The U.S. Labor Department's latest report on Tuesday showed that the country's consumer price index (CPI), the main measure of inflation, rose 0.1 percent in November, for a year-on-year increase of 3.1 percent.
Although the monthly rate showed a slight increase compared to the US CPI index in October, the annual rate showed a slight decrease from the 3.2 percent recorded in the previous month.
Following the publication of these data, the Santiment analytical team emphasized that it is likely that we will see fluctuations in the price of digital currencies in the short term. Meanwhile, according to Sentiment, there are many signs of a bear market.
At the time of writing, the price of Bitcoin (BTC) is back below the $41,000 level with a 2% drop and is trading in the $40,970 range. The selling pressure is quite visible and we may still see the price drop below $40,000.
Meanwhile, on-chain data published by Sentiment shows a significant trend. Bitcoin shows a mild return to exchanges, reflecting uncertainty among traders. In contrast, the increased presence of Tether (USDT) on exchanges, with an increase of 6.9% compared to six months ago, acts as a positive indicator for bullish sentiments in the market.
Meanwhile, prominent crypto market analyst Ali Martinez has identified a strong support zone for Bitcoin between $37,150 and $38,360 in the face of possible further corrections.
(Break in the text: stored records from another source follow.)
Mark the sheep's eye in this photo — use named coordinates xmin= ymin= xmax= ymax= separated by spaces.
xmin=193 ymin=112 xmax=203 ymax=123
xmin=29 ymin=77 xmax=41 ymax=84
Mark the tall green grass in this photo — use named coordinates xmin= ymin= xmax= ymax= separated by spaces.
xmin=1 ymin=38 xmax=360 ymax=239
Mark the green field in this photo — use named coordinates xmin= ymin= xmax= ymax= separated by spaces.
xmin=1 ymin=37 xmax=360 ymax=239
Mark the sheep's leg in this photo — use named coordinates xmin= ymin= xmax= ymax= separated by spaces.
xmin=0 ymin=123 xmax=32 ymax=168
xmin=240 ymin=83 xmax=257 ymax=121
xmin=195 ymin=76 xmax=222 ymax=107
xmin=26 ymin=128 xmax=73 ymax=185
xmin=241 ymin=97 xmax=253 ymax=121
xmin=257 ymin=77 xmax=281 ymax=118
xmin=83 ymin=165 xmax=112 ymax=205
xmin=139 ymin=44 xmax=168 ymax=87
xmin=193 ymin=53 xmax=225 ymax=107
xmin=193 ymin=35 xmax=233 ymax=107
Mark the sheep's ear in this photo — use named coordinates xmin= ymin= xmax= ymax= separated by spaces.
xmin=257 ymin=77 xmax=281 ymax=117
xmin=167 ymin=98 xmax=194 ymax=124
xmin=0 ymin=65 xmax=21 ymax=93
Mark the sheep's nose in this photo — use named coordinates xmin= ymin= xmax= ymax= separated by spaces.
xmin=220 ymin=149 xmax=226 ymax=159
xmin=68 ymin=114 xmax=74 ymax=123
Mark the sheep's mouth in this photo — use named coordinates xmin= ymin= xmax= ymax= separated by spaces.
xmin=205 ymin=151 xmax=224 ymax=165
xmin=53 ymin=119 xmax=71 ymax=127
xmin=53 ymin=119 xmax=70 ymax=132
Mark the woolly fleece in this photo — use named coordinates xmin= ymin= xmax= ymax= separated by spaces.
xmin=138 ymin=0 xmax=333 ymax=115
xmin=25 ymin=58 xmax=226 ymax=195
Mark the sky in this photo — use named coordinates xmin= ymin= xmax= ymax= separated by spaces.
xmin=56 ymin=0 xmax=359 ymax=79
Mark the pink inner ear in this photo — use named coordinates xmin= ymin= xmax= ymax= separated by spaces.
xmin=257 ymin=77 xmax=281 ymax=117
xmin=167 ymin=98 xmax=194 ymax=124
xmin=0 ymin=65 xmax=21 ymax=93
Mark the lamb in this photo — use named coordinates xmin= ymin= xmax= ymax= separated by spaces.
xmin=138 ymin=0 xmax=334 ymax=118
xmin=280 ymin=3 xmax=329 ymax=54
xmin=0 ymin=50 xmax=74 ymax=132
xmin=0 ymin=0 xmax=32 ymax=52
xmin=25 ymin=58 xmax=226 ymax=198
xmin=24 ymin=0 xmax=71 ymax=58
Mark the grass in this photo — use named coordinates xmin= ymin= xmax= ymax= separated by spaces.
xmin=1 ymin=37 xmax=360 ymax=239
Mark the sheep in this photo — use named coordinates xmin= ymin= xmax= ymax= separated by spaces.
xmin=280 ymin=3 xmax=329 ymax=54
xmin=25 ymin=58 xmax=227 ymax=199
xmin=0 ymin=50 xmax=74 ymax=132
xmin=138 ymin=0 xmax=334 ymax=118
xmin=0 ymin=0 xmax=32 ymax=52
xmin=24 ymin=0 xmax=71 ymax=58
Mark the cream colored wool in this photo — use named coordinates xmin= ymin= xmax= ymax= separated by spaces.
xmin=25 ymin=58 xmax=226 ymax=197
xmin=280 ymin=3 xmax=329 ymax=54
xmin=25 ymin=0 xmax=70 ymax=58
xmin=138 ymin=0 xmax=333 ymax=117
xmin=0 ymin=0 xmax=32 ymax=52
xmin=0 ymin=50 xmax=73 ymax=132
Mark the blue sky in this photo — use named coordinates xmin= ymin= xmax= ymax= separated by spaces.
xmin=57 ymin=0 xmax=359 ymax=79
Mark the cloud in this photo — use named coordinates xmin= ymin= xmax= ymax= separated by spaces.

This support is proven by the participation of 1.52 million addresses that have purchased a total of 534 thousand bitcoins. In addition, Martinez has reported on two resistance walls blocking Bitcoin's upward trend, at the $43,850 and $46,400 levels.
Beginning
Notably, following the recent decline in the price of Bitcoin, there has been a significant increase in the number of entities holding 1,000 Bitcoins or more. This bullish trend suggests that whales have taken the recent price drop as an opportunity to capitalize and are accumulating more cryptocurrency.
All eyes are on the Federal Reserve!
Market participants predict that policymakers will finally announce an end to their current tightening after raising interest rates 11 times since March 2022. While some market forecasts point to a pause in rate hikes, with a possible rate cut in the future, Federal Reserve analyst Jim Grant still sees rates staying high, with no cuts in the near term.
The next meeting of the Federal Open Market Committee (FOMC) is scheduled for December 13, 2023. According to the CME Fedwatch tool, there is a 98.4 percent chance that the Fed rate will remain unchanged and only a 1.6 percent chance of a hike.